In Reußdörfchen hielt ich noch dazu einige Hühner und einen Gänserich. Ich begann ihn gut zu füttern, weil ich Besuch erwartete. Mein Freund Rolf Schuller hatte sich schon zu etlichen Malen angesagt, musste aber seinen Besuch öfter verschieben. Einmal wurde er sogar an der Grenze abgewiesen. So kam es, dass der Gänserich alterte und schließlich zu nichts anderem zu gebrauchen war als zum „Aufpasser“. Er bekam den Namen Gregor (griechisch Wächter) und er unterstützte den Wachhund, besser, die Wachhündin Linda bei ihren Beobachtungen. Sobald jemand den Hof betrat, meldete er durch einen lang gezogenen, zuweilen kurz abgehackten Laut, dass wir Besuch bekämen. Er hatte aber auch eine - sagen wir – tierische Marotte: Wenn ich von zu Hause fort ging, ließ er mich ein gutes Stück Weges fortgehen, dann breitete er die Flügel aus, schwang sich in die Lüfte und flog mir nach. Und plötzlich watschelte er an meiner Seite - im gleichen Schritt und Tritt. Einmal lustwandelte er mit mir ein gutes Stück Weges, ohne von mir weichen zu wollen. Ich war unterwegs nach Kleinscheuern und es gelang mir nicht, ihn auf irgendeine Weise abzuschütteln. Ungefähr 300 m von der Gemeindegrenze entfernt, hob er sich jäh in die Lüfte und flog über die ganze Gemeinde hinweg in einem weitläufigen Bogen – nach Hause. Die Gemeinde lag hinter mir im Tal.
Auch Linda, die schwarze Hündin, kam dauernd hinter mir her geschwanzelt, wie man bei uns zu sagen pflegt. Sie begleitete mich überall wohin ich ging. Während der Begräbnisse ging sie sogar an meiner rechten Seite; und weil ihr Fell schwarz, also in der allgemeinen Trauerfarbe glänzte, stieß sich niemand daran, dass sie mir folgte.

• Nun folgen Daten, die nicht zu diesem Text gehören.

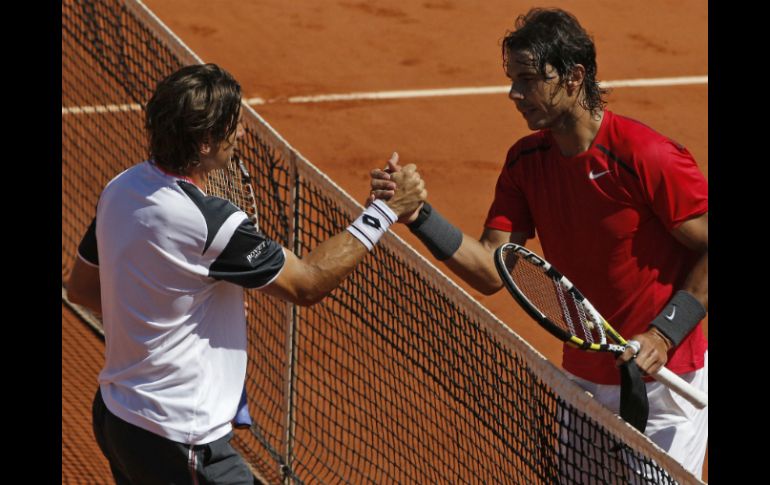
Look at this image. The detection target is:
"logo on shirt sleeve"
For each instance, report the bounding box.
[246,241,269,265]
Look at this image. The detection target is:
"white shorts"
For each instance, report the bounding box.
[565,351,708,479]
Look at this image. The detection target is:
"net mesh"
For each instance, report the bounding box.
[61,1,700,483]
[62,301,114,484]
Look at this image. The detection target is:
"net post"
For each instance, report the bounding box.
[282,151,301,484]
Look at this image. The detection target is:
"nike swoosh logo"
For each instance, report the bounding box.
[665,306,677,321]
[589,169,611,180]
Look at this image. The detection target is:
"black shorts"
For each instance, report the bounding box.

Nun gab es dem Pfarrhaus gegenüber ein ausgedehntes Sumpfgebiet. Vor gut hundert Jahren – so erinnerten sich die ältesten Dorfbewohner - war das Grundwasser hoch gestiegen, weil man den Rindern zu wenig Wasser schöpfte, oder weil die Zahl der Rinder zurückgegangen war. Die Bauernhöfe, die es hier bis dahin gab, wurden des hochkommenden Grundwassers wegen aufgegeben; man suchte sich eine Hofstelle an höher gelegenem Standort - und allmählich versumpfte die Gegend vollends. Südlich des Sumpfes dehnte sich der so genannte Krautgarten aus. Hier wuchsen früher, wie mir erzählt wurde, die größten Krautköpfe der Gemeinde. Jetzt mähte man ein üppiges Gras drei bis viermal im Jahr und führte eine hohe Heuernte ein.
Das Sumpfgelände rief schließlich nach Enten - und so setzte ich eine Bruthenne auf Enteneier. Aus elf Eiern schlüpften sieben niedliche Entlein. Es war im Mai und der Straßengraben lag voller Regenwasser. Was hat die Glucke für einen Spektakel angestellt! als die putzigen Entlein plötzlich ins Wasser liefen und nach Herzenslust zu schwimmen anfingen. Sie sprang hinüber und herüber, „pludderte“ sich auf, versuchte mit ernster Miene ihre Kinder von der „Gefahr“ fernzuhalten – vergeblich.